Our previous results of the most efficient strategies for each network type remain consistent when considering the modularity and number of communities as metrics for determining the community structure of the network types. The decentralized strategies, Vote-Rank and Community-hubs are efficient regardless of the network size for LD-LC and LD-MC types, which have higher modularity values and number of communities. Also, the centralized K-core strategy is in the top three regardless of size for networks with lower modularity values and fewer communities, such as the MD-MC and MD-HD networks. Also, we did not find consistent results for different sizes of networks with extreme values of modularity and number of communities: (1) LD-HC networks have the highest modularity, and (2) HD-HC networks have one of the lowest number of communities and modularity values. We could hypothesize that in LD-HC networks, the decentralized strategies are not consistently efficient as the small number of edges between different communities could be encapsulating the spreading processes inside the seednodes’ communities avoiding an inter-community spreading. On the other hand, in the HD-HC networks, the centralized strategies are not consistently efficient due to the high connectivity of the network that could lead to a low differentiation among seednodes sets.

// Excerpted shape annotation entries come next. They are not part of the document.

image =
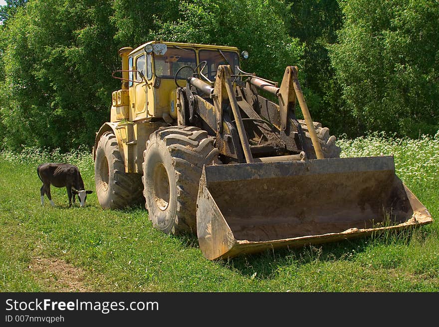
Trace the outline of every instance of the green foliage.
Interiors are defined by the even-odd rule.
[[[439,127],[439,2],[342,3],[344,26],[330,54],[359,130],[434,134]]]
[[[278,82],[298,66],[314,119],[336,135],[439,127],[434,0],[6,2],[0,147],[90,146],[119,85],[118,49],[154,39],[236,46],[244,70]]]
[[[282,0],[180,2],[180,15],[156,34],[170,41],[236,46],[250,54],[243,69],[280,81],[288,65],[302,66],[303,46],[284,23]]]
[[[7,145],[90,144],[108,119],[117,48],[110,7],[93,3],[33,0],[5,27],[0,115]]]
[[[341,8],[337,0],[289,0],[289,33],[304,44],[303,88],[313,118],[336,134],[354,134],[351,118],[343,108],[341,90],[334,79],[327,46],[337,41],[342,26]],[[343,119],[340,117],[343,116]]]

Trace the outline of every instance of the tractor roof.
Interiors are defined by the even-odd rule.
[[[180,42],[165,42],[163,41],[150,41],[150,42],[148,42],[146,43],[142,44],[142,45],[140,45],[135,49],[134,49],[132,51],[131,51],[131,53],[134,53],[135,52],[137,52],[141,49],[143,49],[146,45],[147,44],[151,44],[153,43],[164,43],[166,44],[167,46],[179,46],[182,47],[191,47],[191,48],[198,48],[200,49],[210,49],[212,50],[218,50],[220,49],[223,51],[237,51],[238,48],[236,47],[229,47],[229,46],[224,46],[222,45],[212,45],[211,44],[199,44],[198,43],[182,43]],[[130,54],[131,54],[130,53]]]

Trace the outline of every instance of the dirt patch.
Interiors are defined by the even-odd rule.
[[[51,292],[90,292],[84,284],[85,271],[63,260],[32,258],[28,269],[34,278],[42,282]]]

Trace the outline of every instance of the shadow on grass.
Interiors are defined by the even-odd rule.
[[[267,279],[273,277],[276,270],[283,266],[292,265],[299,269],[310,264],[353,261],[356,255],[371,247],[395,244],[408,245],[414,235],[417,241],[422,242],[430,234],[419,228],[399,232],[382,232],[370,236],[299,248],[269,249],[258,254],[244,255],[217,262],[229,269],[239,271],[244,276]]]

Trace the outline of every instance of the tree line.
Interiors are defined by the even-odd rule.
[[[120,86],[117,50],[148,41],[231,45],[245,71],[299,67],[333,133],[416,138],[439,128],[437,0],[7,0],[0,7],[0,147],[92,144]]]

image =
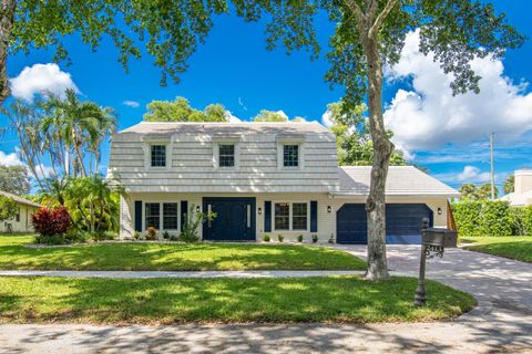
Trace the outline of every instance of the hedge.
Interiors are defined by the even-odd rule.
[[[499,200],[459,201],[452,212],[461,236],[532,236],[532,207],[511,207]]]

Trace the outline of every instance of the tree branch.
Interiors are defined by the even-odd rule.
[[[380,25],[385,21],[385,19],[388,17],[388,14],[393,10],[393,7],[396,6],[397,0],[388,0],[386,3],[385,9],[382,12],[379,13],[377,19],[375,20],[374,24],[371,25],[371,29],[368,32],[368,37],[371,38],[376,34],[376,32],[379,30]]]

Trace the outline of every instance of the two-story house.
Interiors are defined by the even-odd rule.
[[[370,167],[339,167],[336,137],[319,123],[142,122],[113,136],[109,174],[127,192],[123,238],[149,226],[178,233],[192,207],[216,212],[204,240],[367,242]],[[419,242],[424,217],[446,227],[458,195],[417,168],[390,167],[388,241]]]

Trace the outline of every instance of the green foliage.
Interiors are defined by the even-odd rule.
[[[12,219],[19,212],[19,207],[13,198],[0,195],[0,222]]]
[[[144,114],[147,122],[227,122],[227,111],[221,104],[209,104],[200,111],[191,107],[188,100],[152,101]]]
[[[452,204],[452,212],[461,236],[515,235],[515,212],[507,201],[467,200]],[[521,221],[519,221],[521,223]]]
[[[513,219],[513,235],[532,236],[532,206],[512,207],[510,214]]]
[[[288,117],[280,112],[262,110],[255,117],[253,122],[288,122]]]
[[[511,174],[508,175],[507,179],[504,180],[504,186],[502,187],[502,190],[504,191],[505,195],[513,192],[515,189],[515,175]]]
[[[0,165],[0,190],[22,196],[30,192],[30,178],[25,166]]]
[[[200,240],[200,226],[204,222],[211,222],[216,218],[216,212],[196,212],[195,209],[196,207],[192,204],[188,212],[183,215],[185,221],[178,237],[178,240],[182,242],[197,242]]]
[[[364,114],[365,104],[348,107],[341,102],[327,105],[328,117],[332,122],[330,131],[336,135],[338,164],[342,166],[370,166],[374,164],[374,143],[369,132],[369,121]],[[391,137],[391,131],[388,131]],[[402,152],[393,150],[390,165],[407,165]]]

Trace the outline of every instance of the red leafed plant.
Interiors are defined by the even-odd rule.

As in empirical networks, in most of the topologies and sizes of simulated networks, using a strategy for selecting seednodes was more efficient than choosing the seednodes at random. However, in Small networks when the clustering coefficient was high (0.2–1] choosing the seednodes at random remained efficient (Fig. 3 panel (a), third sub-panel).

Degeneracy among seednodes

The same node may belong to different sets of seednodes. Thus, to better understand the results observed in the spreading efficiency rankings, we evaluated the degeneracy among each pair of seeding strategies. We define the degeneracy coefficient of two sets of seednodes (not to confound with k-degeneracy used in graph theory) as the fraction of nodes that belong to both sets. Let A and B two sets, \(Degeneracy\,(A,B)=| A\cap B| \)/\(| A\cup B| \). For each network size and topology, we calculated the average degeneracy coefficient among each pair of seeding strategies over the 30 simulated networks.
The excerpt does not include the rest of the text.